Para empalarme más profundo soltó mis tobillos, y me hizo ponerme en el sofá a cuatro patas como una vulgar perra, subiéndose encima de mí grupa.

Volvió a clavarme toda la polla en mí abierto culo, sin miramiento ninguno después de escupir lujuriosamente en mí ano y embistiéndome como a su puta, haciéndome chillar y gemir, hablarle muy vulgar y soez como si me matara_ AAAH...AAAH...AAAH...¡¡CABRÓN!! Oooh así la noto más dentro mío Aaah como me la estás metiendo ¡¡JACKKK!! ¡¡FOLLAME!! NO PARES DE FOLLARTE MÍ CULO...OOOH SÍ HIJO_

Siguió follándome con un mete saca que me puso excitada cómo nunca lo he estado, notando sus enormes huevos como chocaban fuerte y rápido, obscenamente en mí húmedo coño, produciendo un sonido que nos excitó más a los dos_ Oooh mamá que bien te la clavo así toda dentro de tu vicioso culo...Aaah sí tómala todaaa dentro, Oooh que culo para mí polla...TÓMALA ¡¡PUTONA!! TODAAA ASÍ, ASÍ, ASÍ..._._ ¡¡JACKKK!! AAAH SÍ NOTO TUS HUEVOS AAAH COMO ME LA CLAVAS DE RICO HIJO, ASÍ, ASÍ, ASÍ ¡¡FOLLAME!!_

Estuve a punto de perder la conciencia durante unos breves instantes, al sentir cómo mí hijo me llenó mí culo con unos potentes chorros de esperma que estaba ardiendo, haciendo correrme con él_ SÍ TÓMALA TODA DENTRO FOLLA A MAMÁ....AH QUE RICO....ME CORRO EN TU CULO, SO PUTONA...¡¡FOLLA!!...¡¡FOLLA!!...¡¡FOLLA!! TOMA MÍ LECHE MAMÁ ME CORROOO OH SI TÓMALA YAAA ASÍ..._._ SÍ LLENA MÍ CULO DE LECHE AAAH...ME QUEMAS OH ME CORRO CARIÑO OH QUE BUENO....CUANTA LECHE TIENES AAAH...LLÉNAME SÍ ME CORRO CARIÑOOO....AAAH QUE CALIENTE...

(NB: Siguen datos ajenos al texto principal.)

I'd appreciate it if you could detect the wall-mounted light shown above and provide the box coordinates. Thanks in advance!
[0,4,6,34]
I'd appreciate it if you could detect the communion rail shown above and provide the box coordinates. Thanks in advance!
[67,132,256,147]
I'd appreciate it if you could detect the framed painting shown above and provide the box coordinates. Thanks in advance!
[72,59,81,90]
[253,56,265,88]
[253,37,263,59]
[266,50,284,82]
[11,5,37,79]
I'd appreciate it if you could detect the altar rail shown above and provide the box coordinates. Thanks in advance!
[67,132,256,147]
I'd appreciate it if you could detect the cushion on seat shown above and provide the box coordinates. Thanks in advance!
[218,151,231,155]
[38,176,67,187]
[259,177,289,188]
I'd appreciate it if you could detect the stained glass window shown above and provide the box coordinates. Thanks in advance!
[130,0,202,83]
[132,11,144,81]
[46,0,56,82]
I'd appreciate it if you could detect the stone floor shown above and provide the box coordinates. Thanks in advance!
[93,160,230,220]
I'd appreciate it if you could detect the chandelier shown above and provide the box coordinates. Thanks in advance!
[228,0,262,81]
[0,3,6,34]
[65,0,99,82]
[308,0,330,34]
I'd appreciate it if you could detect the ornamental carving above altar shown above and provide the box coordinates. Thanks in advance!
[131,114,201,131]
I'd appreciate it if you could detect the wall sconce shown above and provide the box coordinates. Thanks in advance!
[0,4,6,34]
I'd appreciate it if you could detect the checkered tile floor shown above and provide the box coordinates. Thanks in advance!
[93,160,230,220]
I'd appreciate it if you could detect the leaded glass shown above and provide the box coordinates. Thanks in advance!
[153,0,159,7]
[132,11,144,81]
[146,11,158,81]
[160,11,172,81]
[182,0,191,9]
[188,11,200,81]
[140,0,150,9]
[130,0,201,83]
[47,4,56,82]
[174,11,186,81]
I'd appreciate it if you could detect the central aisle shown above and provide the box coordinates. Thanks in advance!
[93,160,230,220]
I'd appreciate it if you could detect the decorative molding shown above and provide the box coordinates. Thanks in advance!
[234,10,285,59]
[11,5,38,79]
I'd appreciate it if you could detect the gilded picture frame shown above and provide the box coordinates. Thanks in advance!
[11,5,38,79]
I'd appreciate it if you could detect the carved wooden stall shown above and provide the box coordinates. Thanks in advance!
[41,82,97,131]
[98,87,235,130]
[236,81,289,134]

Esta primera vez que mi hijo folló mí culo, siempre se mantiene fresca en la memoria, cuándo la rememoro debo masturbarme, para bajar la excitación que me embriaga.

Después de esta primera vez, Jack se volvió más atrevido y fuimos avanzando en el descubrimiento de nuestra sexualidad juntos de la mano, haciéndome vivir algunas experiencias quizás aun mejor que esta de su extraño crecimiento.

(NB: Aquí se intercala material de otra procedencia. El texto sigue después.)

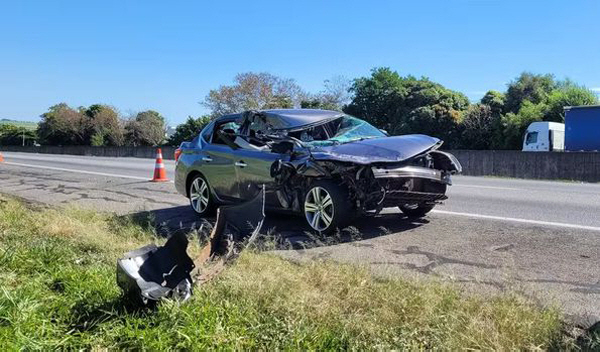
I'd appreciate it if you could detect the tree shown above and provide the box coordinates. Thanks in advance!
[461,104,501,149]
[504,72,556,113]
[202,72,304,117]
[83,104,125,146]
[544,80,598,123]
[481,90,506,115]
[167,115,210,146]
[0,124,37,145]
[344,68,469,146]
[300,76,352,111]
[125,110,166,146]
[502,100,548,149]
[37,103,89,145]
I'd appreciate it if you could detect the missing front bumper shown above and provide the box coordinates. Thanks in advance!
[371,166,452,185]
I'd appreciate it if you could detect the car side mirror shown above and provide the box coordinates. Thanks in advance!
[271,141,294,154]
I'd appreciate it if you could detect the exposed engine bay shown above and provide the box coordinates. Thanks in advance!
[234,111,461,214]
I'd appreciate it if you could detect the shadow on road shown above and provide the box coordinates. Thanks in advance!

Desde que realice el primer entrenamiento anal con mí pequeño Jack, y me folló por el culo cómo si fuera una perra, subiéndose en mí grupa clavándome toda la polla con descaro y desparpajo impropio para un chico de su edad, no ha habido noche que no haya tenido que pajearme, para aliviar la excitación que me embarga desde entonces.

Aunque llevaba separada y sin estar con ningún hombre más de dos años, acabar follando con mi hijo era algo que no podía imaginar jamás sucedería. Pasadas solo dos semanas desde que concluyó el tratamiento-entrenamiento, para que mi hijo superara su gran sensibilidad y pudiera retener la eyaculación, me encontraba todo el día excitada y alterada, pensando en el tamaño de la polla de mí pequeño, era el doble que la de su padre.

Jack había sabido tocarme y ponerme loca de excitación, hasta el punto que me hizo tomar una decisión, que no imaginaba iba a tener las consecuencias que ha acabado teniendo.

Recuerdo que fue un sábado mientras estábamos comiendo, cuándo sin yo misma saber bien del todo, de donde me salió la voz me oí decir—Jack quería comentarte algo, he pensado que te parecería si no te importa dormir en mí alcoba alguna noche, me...er...siento muy sola desde que tu padre no está, solo será alguna noche que otra... ¿qué dices cariño?— al pronunciar la última palabra una descarga eléctrica me recorrió toda la espalda hasta llegar a mí excitado clítoris.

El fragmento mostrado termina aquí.